Looks like there's more to it than requests building up in buffers faster than they're canceled by the dispatch timeout. I ran a test where the load source is removed to allow all the buffers to drain, and the proxy's memory use is not decreasing after the load stops.
I'm seeing a somewhat similar issue. Running an app in GKE v1.11.6-gke.6with linkerd edge-19.5.3 - I constantly get 2 pods evicted because of memory leaks:
The node was low on resource: memory. Container app was using 101832Ki, which exceeds its request of 0. Container linkerd-proxy was using 10473756Ki, which exceeds its request of 0
and
The node was low on resource: memory. Container app was using 147584Ki, which exceeds its request of 0. Container linkerd-proxy was using 8689292Ki, which exceeds its request of 0.

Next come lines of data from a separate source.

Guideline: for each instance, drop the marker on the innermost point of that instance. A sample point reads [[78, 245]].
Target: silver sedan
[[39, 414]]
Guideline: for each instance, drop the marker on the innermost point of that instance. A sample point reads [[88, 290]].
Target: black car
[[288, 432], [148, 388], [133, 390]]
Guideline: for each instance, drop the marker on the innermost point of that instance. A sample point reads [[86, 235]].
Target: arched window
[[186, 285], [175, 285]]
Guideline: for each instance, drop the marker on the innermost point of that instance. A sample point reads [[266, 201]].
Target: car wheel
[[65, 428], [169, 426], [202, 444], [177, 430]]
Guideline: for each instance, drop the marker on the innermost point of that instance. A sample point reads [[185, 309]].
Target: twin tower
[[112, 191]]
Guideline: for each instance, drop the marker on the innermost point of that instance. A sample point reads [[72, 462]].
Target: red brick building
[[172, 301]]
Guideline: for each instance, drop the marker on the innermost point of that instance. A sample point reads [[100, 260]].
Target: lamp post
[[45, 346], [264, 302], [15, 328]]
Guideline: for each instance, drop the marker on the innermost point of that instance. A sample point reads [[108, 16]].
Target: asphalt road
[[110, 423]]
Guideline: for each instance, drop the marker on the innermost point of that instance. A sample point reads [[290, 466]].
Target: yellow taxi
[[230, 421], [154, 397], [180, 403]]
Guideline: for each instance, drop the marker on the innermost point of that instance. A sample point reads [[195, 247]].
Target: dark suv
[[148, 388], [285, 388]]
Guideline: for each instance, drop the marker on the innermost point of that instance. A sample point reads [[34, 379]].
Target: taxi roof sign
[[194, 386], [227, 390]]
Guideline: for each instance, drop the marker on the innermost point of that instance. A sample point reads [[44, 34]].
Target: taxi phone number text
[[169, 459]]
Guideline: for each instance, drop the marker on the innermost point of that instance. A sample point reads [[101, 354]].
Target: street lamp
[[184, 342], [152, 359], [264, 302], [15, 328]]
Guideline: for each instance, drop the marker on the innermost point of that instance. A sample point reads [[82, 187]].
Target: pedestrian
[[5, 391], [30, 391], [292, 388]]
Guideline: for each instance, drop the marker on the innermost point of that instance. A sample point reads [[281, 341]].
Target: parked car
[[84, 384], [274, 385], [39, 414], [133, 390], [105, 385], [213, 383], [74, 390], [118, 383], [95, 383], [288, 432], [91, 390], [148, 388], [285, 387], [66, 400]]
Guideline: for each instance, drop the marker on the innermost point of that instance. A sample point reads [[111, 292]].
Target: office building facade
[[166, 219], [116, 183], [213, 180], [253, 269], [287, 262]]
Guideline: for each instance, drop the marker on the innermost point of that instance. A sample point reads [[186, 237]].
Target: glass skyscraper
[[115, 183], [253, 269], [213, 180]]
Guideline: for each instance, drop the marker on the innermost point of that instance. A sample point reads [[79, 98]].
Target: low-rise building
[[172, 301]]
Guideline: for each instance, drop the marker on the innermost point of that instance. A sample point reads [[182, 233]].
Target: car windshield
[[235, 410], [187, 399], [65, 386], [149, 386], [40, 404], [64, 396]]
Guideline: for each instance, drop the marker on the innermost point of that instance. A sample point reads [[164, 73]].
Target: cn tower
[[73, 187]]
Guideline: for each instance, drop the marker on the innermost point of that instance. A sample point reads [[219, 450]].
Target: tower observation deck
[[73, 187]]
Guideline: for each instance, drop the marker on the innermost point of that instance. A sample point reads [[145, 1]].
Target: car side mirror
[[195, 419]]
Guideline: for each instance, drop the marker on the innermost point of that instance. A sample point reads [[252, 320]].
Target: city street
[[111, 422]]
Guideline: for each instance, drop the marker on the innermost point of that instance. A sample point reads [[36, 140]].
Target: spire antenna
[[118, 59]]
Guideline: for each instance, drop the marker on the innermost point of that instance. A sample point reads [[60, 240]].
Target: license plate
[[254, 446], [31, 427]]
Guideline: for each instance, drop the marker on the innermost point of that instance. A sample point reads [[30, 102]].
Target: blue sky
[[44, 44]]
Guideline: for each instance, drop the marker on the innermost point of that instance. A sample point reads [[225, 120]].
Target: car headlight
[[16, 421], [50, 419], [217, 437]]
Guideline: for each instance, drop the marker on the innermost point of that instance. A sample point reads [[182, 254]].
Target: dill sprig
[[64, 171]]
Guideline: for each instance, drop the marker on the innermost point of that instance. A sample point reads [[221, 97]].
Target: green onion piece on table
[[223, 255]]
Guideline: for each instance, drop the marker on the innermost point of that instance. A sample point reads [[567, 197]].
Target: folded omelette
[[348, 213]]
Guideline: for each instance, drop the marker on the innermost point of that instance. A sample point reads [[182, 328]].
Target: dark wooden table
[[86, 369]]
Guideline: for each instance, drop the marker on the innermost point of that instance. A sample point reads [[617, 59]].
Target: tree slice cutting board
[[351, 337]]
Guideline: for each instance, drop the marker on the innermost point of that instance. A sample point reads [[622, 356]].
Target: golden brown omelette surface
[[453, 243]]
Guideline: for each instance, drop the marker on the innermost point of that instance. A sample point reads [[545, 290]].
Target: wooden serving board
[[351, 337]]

I'm only seeing this on 2 specific pods and I get a 504 Gateway Timeout from nginx when trying to access the app (through those pods). I can't see anything useful in nginx logs in relation to this.
Running kubectl top pods --containers -n default | grep linkerd shows a linkerd-proxy latency of over 900m CPU cores and over 1000Mi memory usage.
I have tested the networking and that is not the problem. Port-forwarding directly into those pods also works.
To make matters worse on a different gke environment running the same version of the app and the same version of linkerd, same machine node size and same amount of resources, everything works as expected. The only difference between the two environments is the gke version nodes, the problematic env is running v1.11.6-gke.6 meanwhile the healthy environment is running gke v1.13.6-gke.0.
I'm tempted to upgrade the nodes but please let me know if there's any more tests I can do before upgrading the nodes.
The memory leak exists above the app::errors layer in the outbound stack. In this graph, the green line corresponds to the resident set size of a proxy which fails all requests at the errors layer:

I believe this issue is caused by an upstream memory leak in the h2 library's server implementation: hyperium/h2#367.
As per a Slack conversation with @calinah, this is confirmed to fix the issue described in https://github.com/linkerd/linkerd2/issues/2863#issuecomment-498706898.
W00t!